Avusturya Polisi’nin olay ile ilgili yaptığı yoğun çalışmalar sonucunda, suikastle ilişkisi olduğu belirlenen bir kişi daha yakalandı. Dördüncü kişi olan Mehmedbasic ise kaçmayı başardı. Avusturya olayda Sırbistan’ın parmağının olduğunu düşünmekteydi. Yakalanan şahıslar ile ilgili yapılan soruşturmalar, Avusturya Hükümeti’nin haklı olduğunu ortaya çıkardı. Suikastte kullanılan silahın, Sırbistan tarafından verildiği ortaya çıktı. Mahkemeye çıkarılan üç şahıstan Princip ve bir arkadaşı, o zamanki Avusturya-Macaristan İmparatorluk Yasalarına göre, 20 yaşından küçük oldukları için idam cezası almaktan kurtuldular. 23 yaşında olan diğer arkadaşı ise idam edildi. Aslında Ferdinand Habsburg Ailesi’nin onaylamadığı bir evlilik yapmış olduğundan, hiçbir zaman Avusturya-Macaristan tahtına oturamayacaktı. Bu yüzden de, olayın gerçekte bu kadar büyütülmemesi gerekiyordu. Fakat Avusturya-Macaristan’ın yanına ozamanın güçlü devleti Almanyayı alarak Sırplara savaş ilan ettiler. Sırplarında Ruslar’ dan yardım istemesi ile 1. Dünya Savaşının çıkmasına neden oldu.

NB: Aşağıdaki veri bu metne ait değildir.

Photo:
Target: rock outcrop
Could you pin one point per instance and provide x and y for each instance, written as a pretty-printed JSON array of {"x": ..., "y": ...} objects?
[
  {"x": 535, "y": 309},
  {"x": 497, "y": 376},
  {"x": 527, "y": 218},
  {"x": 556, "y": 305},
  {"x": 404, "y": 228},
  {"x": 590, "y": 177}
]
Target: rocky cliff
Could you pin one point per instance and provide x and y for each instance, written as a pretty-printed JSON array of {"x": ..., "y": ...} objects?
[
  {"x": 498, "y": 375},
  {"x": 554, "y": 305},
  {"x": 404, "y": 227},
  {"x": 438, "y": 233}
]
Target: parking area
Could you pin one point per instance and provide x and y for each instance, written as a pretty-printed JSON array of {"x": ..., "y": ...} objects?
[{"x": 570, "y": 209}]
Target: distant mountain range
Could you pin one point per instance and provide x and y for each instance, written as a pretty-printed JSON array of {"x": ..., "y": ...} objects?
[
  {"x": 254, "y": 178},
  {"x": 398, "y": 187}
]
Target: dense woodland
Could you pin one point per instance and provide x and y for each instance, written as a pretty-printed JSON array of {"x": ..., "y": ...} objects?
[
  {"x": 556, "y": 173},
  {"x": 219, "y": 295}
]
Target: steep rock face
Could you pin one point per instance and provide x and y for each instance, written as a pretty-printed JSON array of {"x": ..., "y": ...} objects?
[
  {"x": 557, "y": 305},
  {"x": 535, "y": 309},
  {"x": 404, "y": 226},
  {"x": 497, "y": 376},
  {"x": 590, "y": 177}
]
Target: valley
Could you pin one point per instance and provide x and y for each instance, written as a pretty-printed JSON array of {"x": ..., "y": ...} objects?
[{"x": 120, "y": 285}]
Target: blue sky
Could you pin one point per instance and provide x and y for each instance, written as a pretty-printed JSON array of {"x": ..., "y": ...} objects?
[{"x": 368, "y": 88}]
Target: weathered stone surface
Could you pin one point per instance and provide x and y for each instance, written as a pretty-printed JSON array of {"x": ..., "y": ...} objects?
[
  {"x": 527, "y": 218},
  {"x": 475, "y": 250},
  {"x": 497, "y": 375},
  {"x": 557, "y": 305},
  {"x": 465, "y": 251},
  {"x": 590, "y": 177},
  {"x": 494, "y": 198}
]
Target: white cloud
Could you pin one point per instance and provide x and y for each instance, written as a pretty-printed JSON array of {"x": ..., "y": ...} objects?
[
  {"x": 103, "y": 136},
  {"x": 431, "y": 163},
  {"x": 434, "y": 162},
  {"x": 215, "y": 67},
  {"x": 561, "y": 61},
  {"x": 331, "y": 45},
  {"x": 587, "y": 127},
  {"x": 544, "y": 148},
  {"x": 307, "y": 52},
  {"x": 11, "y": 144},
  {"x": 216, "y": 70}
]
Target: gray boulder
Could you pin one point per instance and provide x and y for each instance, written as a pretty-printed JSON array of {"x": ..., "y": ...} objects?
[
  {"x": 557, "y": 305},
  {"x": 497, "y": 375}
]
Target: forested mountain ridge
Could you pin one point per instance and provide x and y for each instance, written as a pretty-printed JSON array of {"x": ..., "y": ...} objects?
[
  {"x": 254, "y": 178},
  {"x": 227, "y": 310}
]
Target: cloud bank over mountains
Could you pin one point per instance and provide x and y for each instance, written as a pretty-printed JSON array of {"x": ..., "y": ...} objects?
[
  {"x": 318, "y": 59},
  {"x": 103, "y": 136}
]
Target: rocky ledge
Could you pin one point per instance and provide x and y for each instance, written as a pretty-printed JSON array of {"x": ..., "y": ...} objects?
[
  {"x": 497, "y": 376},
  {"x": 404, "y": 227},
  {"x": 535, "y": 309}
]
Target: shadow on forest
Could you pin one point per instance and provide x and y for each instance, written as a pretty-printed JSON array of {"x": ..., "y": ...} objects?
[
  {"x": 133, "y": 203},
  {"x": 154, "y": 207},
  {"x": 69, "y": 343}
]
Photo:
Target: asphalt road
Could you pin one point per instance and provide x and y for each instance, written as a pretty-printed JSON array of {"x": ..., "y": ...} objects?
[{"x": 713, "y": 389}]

Olaylar zincirleme planlanmış tezgahların ve tesadüflerin üst üste gelmesi ile ortaya çıkıyor. Eğer Arşidük o gün ilk suikasttan sonra uyarıları dinleyip rahat davranmasa idi bu olay o zaman gerçekleşmeyecekti. Tarihçiler bu davranışını yorumlarken Avusturya Macaristan İmparatorluğunun Saraybosna üzerindeki hak iddia etmeleri sebebi ile Arşıdük’ün tekrar sokağa çıkmasının güç gösterisi olarak değerlendiriyorlar. İşte Türkiye Rus Büyükelçinin suikastıda benzer özellikler gösteriyor. Rusya gibi büyük bir ülkenin büyükelçisinin böyle bir ortamda korumasız dolaşması akıllara bu güç gösterisi yapıyoru getiriyor. Suikastı planlayanların zamanlaması ve amacı aşağı yukarı muhataplar tarafından görüldü sıcağı sıcağına açıklamalar bunların üzerine geliyor.
Bu yazıyı kaleme alırken suikasten bir gün sonra yapılacak Rusya-İran-Türkiye dışişleri toplantısı iptal edilmeyerek gerçekleştirilecek idi. Buradan Suriye ile ilgili önemli kararların alınacağı açık şekilde belli. Bunun dışında Rusya’nın bu suikastı Güvenlik Konseyine taşıması bunun arkasındaki güçleri bildiğini hesap soracağının işareti. İnşallah olaylar büyümez yüz yıl önceki gibi bir savaş ile karşı karşıya kalmayız. Yoksa 3. Dünya Savaşı insanlığın sonunu getirecek gibi geliyor. Özelliklede bizim yaşadığımız coğrafyayı yakından ilgilendirdiği kesin. Dar kapsamla değerlendirirsek suikastı gerçekleştiren tetikçinin haşhaşi tayfadan olması onlarında kıyametinin yaklaştığının işareti. Gerçi böyle bir olayı çok rahat gerçekleştirebilecek kafa ve inanca sahip bu örgütün dışarı kaçmış sinir merkelerine artık cerrahi müdahalenin olacağı kesinleşiyor. Bunlarla Türkiye tek başına mücadele ederken kendilerine uçak olayından sonra ikinci bir kan sokarak açıkça Rusyayı hasım aldılar.Çok yakında yurtdışında elini kolunu sallayarak dolaşan baş haşhaşilere acı suikastler gerçekleşecektir. Bu ay yazıma Halep de yaşanan dramı yazacaktım fakat bu elim suikast önüne geçti. İnşallah önümüzdeki ay gelişecek olaylarla Halep’le ilgili iyi haberler veririz.
Hayırlı işler dileği ile rabbim yar ve yardımcımız olsun.